Айме нетерпеливым взглядом осматривала просторную столовую, а Ренато склонился над ней и взял за руку, улыбаясь, благодарный и очарованный ее появлением, не имевшее к нему отношения.

– Как выполнил твои поручения вчера вечером Хуан Дьявол?

– Ужасно, он не занимался ими.

– О, ради Бога. Тогда вы, наверное, поссорились.

– Я его не видел и не ссорился. Секрет того, чтобы иметь – не просить слишком много. Посмотри, кто там идет. Я оставлю тебя с ним, пока вытащу из кабинета Ноэля. Распорядись, чтобы подали завтрак, потому что мы скоро вернемся.

Хуан медленно приближался к Айме, устремив на нее глаза. Он увидел ее издалека и намеренно замедлил шаг, дав время Ренато удалиться. Он видел, как тот улыбнулся, поклонился, поцеловал ее руку, а затем ушел. Челюсти Хуана сурово сжались, он сдержал поднимавшуюся горькую волну злости и ревности, и в глазах скользнула темная вспышка, когда сказал Айме:

– Вижу, ты наслаждаешься медовым месяцем. Как нежно тебя приветствует обходительный муж! Кажется, вы созданы друг для друга. Все в вас одинаково: внимание, утонченность, воспитание, знаменитое имя.

– Хватит, Хуан! Разве ты не понимаешь?

– Но несмотря на все это, ты пойдешь со мной. Оставишь свой позолоченный дом в зеркалах, шторах и коврах, чтобы запереться в четырех стенах каюты моего Люцифера. Все готово, этой ночью мы сбежим.

– Ты спятил?

– Не будет для тебя опасности, ты будешь цела и невредима. Нет причин бояться. Убежим со всеми предосторожностями, уедем далеко. Подло, гнусно, трусливо я вырву у Ренато жену, которой она никогда не должна была быть! Знаю, он не виноват. О, если бы был виноват, каким было бы сладострастием и удовольствием вырвать тебя из его рук, унося с собой и его жизнь! Этой ночью я буду ждать тебя в двенадцать, позади церкви, с двумя оседланными лошадьми.

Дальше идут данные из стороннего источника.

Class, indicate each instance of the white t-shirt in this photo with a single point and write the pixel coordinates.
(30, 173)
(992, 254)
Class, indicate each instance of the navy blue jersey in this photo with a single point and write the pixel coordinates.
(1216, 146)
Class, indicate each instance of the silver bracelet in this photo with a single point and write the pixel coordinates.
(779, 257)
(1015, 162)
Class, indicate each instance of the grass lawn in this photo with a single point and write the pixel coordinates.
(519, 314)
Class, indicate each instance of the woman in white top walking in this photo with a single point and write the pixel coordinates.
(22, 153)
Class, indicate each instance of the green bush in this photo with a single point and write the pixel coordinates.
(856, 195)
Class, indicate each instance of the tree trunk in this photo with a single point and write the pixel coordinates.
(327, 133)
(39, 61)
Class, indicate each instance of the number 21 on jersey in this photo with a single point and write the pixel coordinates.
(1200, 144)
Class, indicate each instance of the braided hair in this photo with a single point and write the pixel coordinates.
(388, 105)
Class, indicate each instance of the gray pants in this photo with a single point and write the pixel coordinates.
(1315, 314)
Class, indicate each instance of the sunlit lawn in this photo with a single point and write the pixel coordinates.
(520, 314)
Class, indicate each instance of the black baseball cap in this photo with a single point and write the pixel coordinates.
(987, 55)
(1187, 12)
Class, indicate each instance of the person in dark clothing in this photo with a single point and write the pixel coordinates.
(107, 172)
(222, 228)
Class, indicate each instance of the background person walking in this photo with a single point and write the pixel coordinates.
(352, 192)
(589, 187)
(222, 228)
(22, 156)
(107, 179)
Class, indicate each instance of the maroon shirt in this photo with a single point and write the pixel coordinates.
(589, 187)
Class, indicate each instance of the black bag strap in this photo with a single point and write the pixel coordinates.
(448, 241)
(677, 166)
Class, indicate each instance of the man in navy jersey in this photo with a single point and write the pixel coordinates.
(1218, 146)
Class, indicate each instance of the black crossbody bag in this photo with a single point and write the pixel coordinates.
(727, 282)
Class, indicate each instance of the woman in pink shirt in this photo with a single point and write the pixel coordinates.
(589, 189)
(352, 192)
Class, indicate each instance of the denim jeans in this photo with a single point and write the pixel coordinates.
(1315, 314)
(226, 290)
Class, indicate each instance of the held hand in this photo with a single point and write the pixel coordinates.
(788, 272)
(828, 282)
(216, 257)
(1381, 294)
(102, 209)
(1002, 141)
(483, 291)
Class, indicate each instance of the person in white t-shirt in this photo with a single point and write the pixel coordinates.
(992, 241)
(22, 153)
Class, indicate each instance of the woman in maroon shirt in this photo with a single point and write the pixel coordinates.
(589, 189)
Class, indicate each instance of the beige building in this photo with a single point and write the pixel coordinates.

– Это слишком быстро, Хуан! – возразила Айме, испуганно выбирая между страстным желанием и беспокойством потерять благосостояние, так хитро и лицемерно приобретенное.

– Мы и так уже задержались, и я не хочу больше видеть тебя с ним, ты слышала? Не хочу, потому что не уверен, что смогу сдержаться. Я делаю, как ты хочешь, уступаю твоим капризам, как раб. Не подведи меня, Айме, потому что я этого не прощу, поняла?

– Замолчи, ради Бога! – умоляла встревоженная Айме, увидев приближавшегося Ренато.

– Не было необходимости, – объяснил Ренато безразлично. – Ноэль уже позавтракал и полностью погружен в книги и бумаги. Что касается Моники, она отправилась к больным. Так что нас будет трое. Прикажи, чтобы накрывали, дорогая.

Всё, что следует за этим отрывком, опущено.